アルファのあの時の言葉が脳裏を過り、俺も視線を地面に投げた。
 
どんなにエアとトトがみんなが平等に幸せになれる世界を望んだとしても、人はまた同じ事を繰り返す。

名字が廃止になったのなら、また別の事で奴隷を支配しようとするだろう。

絶対に主に逆らえないようにするために体に恐怖を叩き込んだり、催眠術なんかも使って自分の思うがままに動く存在を作り上げる。

エアとトトが望んだ事は光ある世界では実現しているのかもしれない。

しかし影の世界では実現していないんだ。

だから【道化師】と呼ばれる闇組織が結成されたり、復讐や恨みを抱えた者は穢れた魔法に手を伸ばしてしまう。

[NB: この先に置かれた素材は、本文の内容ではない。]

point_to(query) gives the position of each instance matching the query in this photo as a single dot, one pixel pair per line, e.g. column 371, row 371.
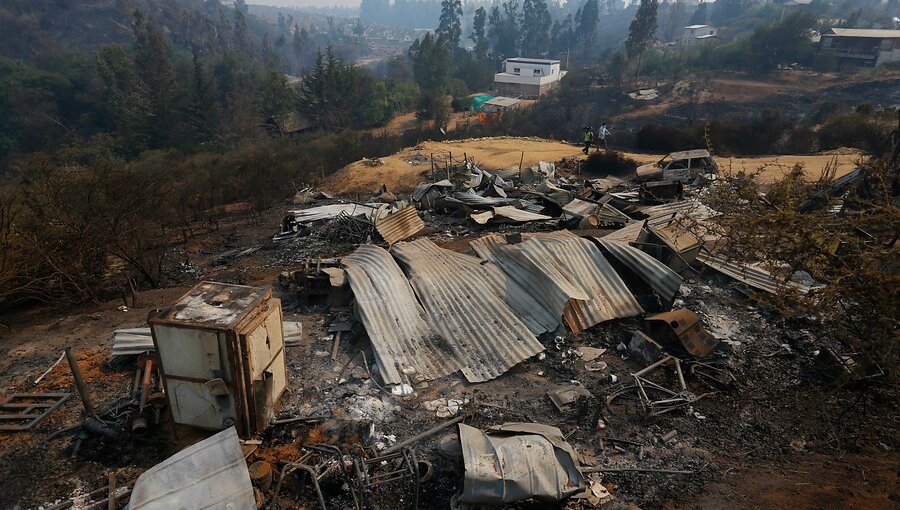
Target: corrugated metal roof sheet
column 509, row 213
column 567, row 274
column 326, row 212
column 609, row 296
column 461, row 301
column 132, row 341
column 396, row 324
column 209, row 474
column 864, row 32
column 471, row 198
column 535, row 317
column 516, row 462
column 400, row 225
column 659, row 276
column 752, row 275
column 693, row 208
column 693, row 153
column 684, row 211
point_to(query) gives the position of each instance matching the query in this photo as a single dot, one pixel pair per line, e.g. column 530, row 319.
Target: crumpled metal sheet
column 396, row 324
column 659, row 276
column 327, row 212
column 606, row 213
column 400, row 225
column 518, row 461
column 424, row 187
column 751, row 274
column 682, row 326
column 211, row 474
column 566, row 273
column 508, row 213
column 463, row 306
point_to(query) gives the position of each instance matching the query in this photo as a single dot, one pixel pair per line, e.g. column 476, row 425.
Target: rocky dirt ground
column 780, row 436
column 402, row 171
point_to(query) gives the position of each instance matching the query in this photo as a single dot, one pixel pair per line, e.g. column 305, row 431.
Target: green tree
column 202, row 107
column 278, row 97
column 701, row 15
column 587, row 25
column 535, row 28
column 450, row 23
column 154, row 66
column 504, row 29
column 784, row 42
column 727, row 10
column 640, row 32
column 431, row 63
column 479, row 35
column 126, row 96
column 673, row 17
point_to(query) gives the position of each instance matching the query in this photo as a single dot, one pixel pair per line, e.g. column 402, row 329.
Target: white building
column 528, row 77
column 865, row 46
column 699, row 34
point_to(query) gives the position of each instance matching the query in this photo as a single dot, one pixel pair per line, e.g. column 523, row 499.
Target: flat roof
column 524, row 60
column 864, row 32
column 693, row 153
column 503, row 101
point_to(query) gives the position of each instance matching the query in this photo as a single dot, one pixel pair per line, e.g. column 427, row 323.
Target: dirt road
column 398, row 174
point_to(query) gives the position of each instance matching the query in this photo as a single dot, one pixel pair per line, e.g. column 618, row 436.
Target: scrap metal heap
column 603, row 251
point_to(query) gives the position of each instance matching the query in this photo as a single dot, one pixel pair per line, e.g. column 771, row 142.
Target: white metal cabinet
column 221, row 349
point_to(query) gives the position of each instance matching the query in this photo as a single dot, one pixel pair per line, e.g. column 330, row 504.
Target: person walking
column 588, row 139
column 602, row 133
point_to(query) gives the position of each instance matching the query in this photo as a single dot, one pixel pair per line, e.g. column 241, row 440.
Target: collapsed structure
column 573, row 254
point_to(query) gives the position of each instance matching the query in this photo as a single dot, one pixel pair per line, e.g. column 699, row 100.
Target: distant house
column 528, row 77
column 500, row 104
column 288, row 124
column 699, row 34
column 862, row 45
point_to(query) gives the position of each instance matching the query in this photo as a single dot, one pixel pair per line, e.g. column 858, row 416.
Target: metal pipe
column 145, row 385
column 113, row 504
column 653, row 366
column 430, row 432
column 636, row 470
column 79, row 383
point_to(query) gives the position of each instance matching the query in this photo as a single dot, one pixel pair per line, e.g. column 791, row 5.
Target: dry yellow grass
column 505, row 152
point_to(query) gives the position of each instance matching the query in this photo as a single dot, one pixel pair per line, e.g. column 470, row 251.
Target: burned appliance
column 221, row 350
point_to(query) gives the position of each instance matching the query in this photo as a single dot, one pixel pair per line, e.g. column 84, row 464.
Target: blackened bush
column 656, row 138
column 757, row 136
column 801, row 140
column 854, row 130
column 608, row 163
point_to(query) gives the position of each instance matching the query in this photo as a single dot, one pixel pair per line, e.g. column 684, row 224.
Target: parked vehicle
column 682, row 166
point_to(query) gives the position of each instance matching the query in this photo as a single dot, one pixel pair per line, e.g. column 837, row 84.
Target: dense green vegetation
column 129, row 129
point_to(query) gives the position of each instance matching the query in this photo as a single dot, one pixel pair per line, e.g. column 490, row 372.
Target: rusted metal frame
column 365, row 482
column 430, row 432
column 398, row 474
column 105, row 502
column 680, row 375
column 145, row 383
column 315, row 472
column 28, row 408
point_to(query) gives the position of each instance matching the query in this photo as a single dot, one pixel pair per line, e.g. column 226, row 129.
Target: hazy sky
column 306, row 3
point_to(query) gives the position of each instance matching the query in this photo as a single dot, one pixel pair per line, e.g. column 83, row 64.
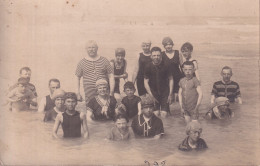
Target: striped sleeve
column 109, row 68
column 214, row 90
column 79, row 70
column 238, row 94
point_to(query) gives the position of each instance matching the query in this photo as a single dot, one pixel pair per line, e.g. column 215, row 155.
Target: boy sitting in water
column 131, row 102
column 58, row 98
column 20, row 98
column 147, row 124
column 226, row 87
column 190, row 93
column 119, row 64
column 25, row 72
column 71, row 120
column 221, row 109
column 186, row 52
column 102, row 107
column 193, row 141
column 121, row 131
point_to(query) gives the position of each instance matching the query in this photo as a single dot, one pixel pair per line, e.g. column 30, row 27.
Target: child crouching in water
column 193, row 141
column 121, row 131
column 21, row 97
column 190, row 93
column 119, row 64
column 131, row 103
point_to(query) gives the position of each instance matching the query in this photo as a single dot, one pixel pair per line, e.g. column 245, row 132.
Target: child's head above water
column 226, row 73
column 193, row 130
column 146, row 45
column 22, row 83
column 58, row 97
column 120, row 54
column 188, row 69
column 129, row 89
column 25, row 72
column 167, row 44
column 121, row 121
column 186, row 50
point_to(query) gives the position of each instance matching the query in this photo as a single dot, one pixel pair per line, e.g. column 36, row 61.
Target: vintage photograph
column 141, row 82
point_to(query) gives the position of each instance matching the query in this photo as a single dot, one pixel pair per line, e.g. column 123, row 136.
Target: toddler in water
column 131, row 102
column 119, row 64
column 193, row 141
column 20, row 97
column 186, row 51
column 220, row 110
column 190, row 93
column 121, row 131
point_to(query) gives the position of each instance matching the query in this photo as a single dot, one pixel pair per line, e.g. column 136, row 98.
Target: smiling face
column 21, row 88
column 226, row 75
column 194, row 135
column 186, row 53
column 188, row 70
column 168, row 47
column 59, row 102
column 146, row 47
column 70, row 104
column 92, row 49
column 129, row 92
column 120, row 58
column 156, row 57
column 102, row 89
column 148, row 112
column 53, row 86
column 26, row 74
column 121, row 124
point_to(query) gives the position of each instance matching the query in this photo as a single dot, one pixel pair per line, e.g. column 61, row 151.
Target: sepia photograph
column 141, row 82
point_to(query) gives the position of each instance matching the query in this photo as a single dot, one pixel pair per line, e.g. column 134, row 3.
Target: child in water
column 121, row 131
column 193, row 141
column 131, row 102
column 221, row 109
column 190, row 93
column 21, row 97
column 186, row 52
column 58, row 98
column 119, row 64
column 102, row 106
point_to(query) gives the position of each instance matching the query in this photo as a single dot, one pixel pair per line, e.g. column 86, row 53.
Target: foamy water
column 53, row 49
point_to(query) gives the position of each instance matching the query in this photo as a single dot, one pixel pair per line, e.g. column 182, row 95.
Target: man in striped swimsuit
column 93, row 67
column 226, row 87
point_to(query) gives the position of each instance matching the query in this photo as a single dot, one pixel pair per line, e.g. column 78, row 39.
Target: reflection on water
column 27, row 140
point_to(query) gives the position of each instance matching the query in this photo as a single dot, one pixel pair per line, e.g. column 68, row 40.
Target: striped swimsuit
column 91, row 71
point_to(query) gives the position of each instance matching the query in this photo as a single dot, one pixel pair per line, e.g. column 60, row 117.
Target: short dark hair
column 156, row 49
column 54, row 80
column 187, row 46
column 121, row 116
column 70, row 95
column 24, row 68
column 227, row 67
column 189, row 63
column 129, row 85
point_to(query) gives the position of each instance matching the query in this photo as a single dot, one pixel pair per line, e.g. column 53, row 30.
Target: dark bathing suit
column 71, row 125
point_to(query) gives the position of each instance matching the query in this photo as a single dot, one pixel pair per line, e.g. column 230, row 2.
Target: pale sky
column 135, row 7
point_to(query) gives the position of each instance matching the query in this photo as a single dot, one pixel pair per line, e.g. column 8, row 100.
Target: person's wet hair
column 227, row 67
column 129, row 85
column 54, row 80
column 167, row 40
column 156, row 49
column 24, row 69
column 188, row 63
column 121, row 116
column 187, row 46
column 70, row 95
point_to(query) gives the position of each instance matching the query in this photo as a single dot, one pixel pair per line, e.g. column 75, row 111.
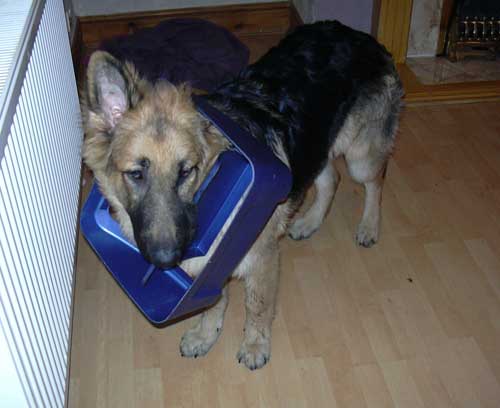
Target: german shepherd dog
column 325, row 91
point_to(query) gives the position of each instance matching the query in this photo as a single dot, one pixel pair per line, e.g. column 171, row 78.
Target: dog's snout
column 165, row 258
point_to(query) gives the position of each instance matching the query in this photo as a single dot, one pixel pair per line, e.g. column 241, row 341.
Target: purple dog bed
column 182, row 50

「アルファの話は私も聞いていました。クラウンの元に居る三人にとって彼は、救世主と言っても過言ではない存在だと思います。確かに彼は彼なりに穢れた魔法を使って、苦しんだり困っていた人々に手を伸ばして救済してあげたのかもしれません。それもまた人を幸せに出来る手なのかもしれませんが……私は認めるわけには行かないんです!」
 
レーツェルは拳に力を込めると体を震わせた。

「なぜ、クラウンは星の涙だけでなくオフィーリア自身も狙っていたのか……。私は……その目的を知ってしまいました」

「なっ!」
 
その言葉に俺は目を見張った。

「レーツェル。ゆっくりで良いから、話してくれないか?」
 
アルは怒りで体を震わせているレーツェルの手をそっと取る。

そんなアルをレーツェルに優しく微笑みかけると口を開いた。

「アルバは言っていました。クラウンこそがこの世界のトトだと。そしてオフィーリアを助ける事が出来るのもまた彼を除いて他に居ないと」

「っ?!」
 
クラウンこそがこの世界のトト!? オフィーリアを救えるのはあいつだけだと!? 

その言葉からはまるで、俺ではオフィーリアを助ける事が出来ないと言っているように思えた。
 
そう一度思ってしまった俺は怒りで体を震わせた。